Peculiar Science 3

The July/August Popular Science spins further into its orbit of being way, way out with Simon Pegg acting as guide to the spaciness of its first annual insane ideas issue.

Readers are supposed to be getting a lift from learning about Lyft, a fleet of self-driving taxis that will pave the way to Utopia. A Lyft co-founder wonders why people will want to drive their own cars that are only used four percent of the time and have to do all the “work” of parking and washing it. He suggests “Start to imagine all of the idle vehicles disappearing.” Readers are apt to imagine all the idle minds seeking to find ways to steer the public onto the off-ramp of uniformity.

When the pleasure of driving our own automobiles is gone, people will probably head for a Risk Theme Park like the one proposed for Daegu, South Korea. The nine death-defying scenes include simulations of wilderness rescue and being trapped underground. The biggest trap will certainly be at the ticket booth.

Foot fetishists will still get their kicks as the PS crew reports in “Rocket Science Meets Runway” on high heels that absorb shock better and offer extra arch support. When the stilettos are released this year, leg lovers should station themselves near arches or doorways where women will be supporting each other and recovering from the shock of shoes retailing at $925 a pair.

About halfway through the issue readers finally get to play Simple Simon with ideas that are more inane than insane. Worrywarts who keep watching the skies for asteroids and other falling objects headed our way can be comforted by the prospect of comet-crashing rockets being developed. Or maybe they might simply realize that these earth-shattering events occur about every 500,000 years.
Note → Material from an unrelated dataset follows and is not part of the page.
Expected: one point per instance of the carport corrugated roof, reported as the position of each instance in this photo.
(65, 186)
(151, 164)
Anyone concerned about Air Supply (and not just those still singing “All out of Love”) might be interested in knowing that artificial intelligence (the only kind that seems to intrigue the editors) is now monitoring the quality of air in Beijing, which has some of the worst air pollution in the world. Now high-resolution forecasts give residents of the populous city 72 hours advance warning and planning time. To do what? Take a deep breath and hold it until the worst of the smog dissipates?

Very prominent in the spacey category are the thousands of cracker-sized spacecraft to be launched by a Russian billionaire with the express purpose of searching for extraterrestrial life. It will take 20 to 30 years for the tidbits to reach their targets so about 2045 expect a message from outer space on the order of “Polxyp wants another cracker. This time, with onion dip.”

Although doctors haven’t made house calls for decades, we are expected to believe other health care professionals may soon be on the move. A physician requests a blood draw, the patient then schedules a convenient time, and a phlebotomist arrives to take the sample. All might go well if every abode was a sanitary and safe haven. Just how will the patient know whether the stranger knocking on the door is after just a small sample in a vial or is really a vile character out for blood and anything else that isn’t nailed down?

Never let it be said that the PS staffers aren’t just sitting around for sitting compresses the spine or standing idly by which makes the feet ache. The solution in the Manual section: walk while you work by converting a base-drum carrier into a desk that can be worn. No mention is made of sore tummies and banged knees from bumping into chairs and tables the walker cannot see over the top of a laptop.

In the “Ask Us Why” department readers are asked to consider the question of whether skunks hate the smell of their spray. The short answer is “Not as much as humans do.” One wonders “Do the staffers at PS find their subjects as weird as their readers do?” The short answer probably is “Not as long as they get paid for their weirdness.”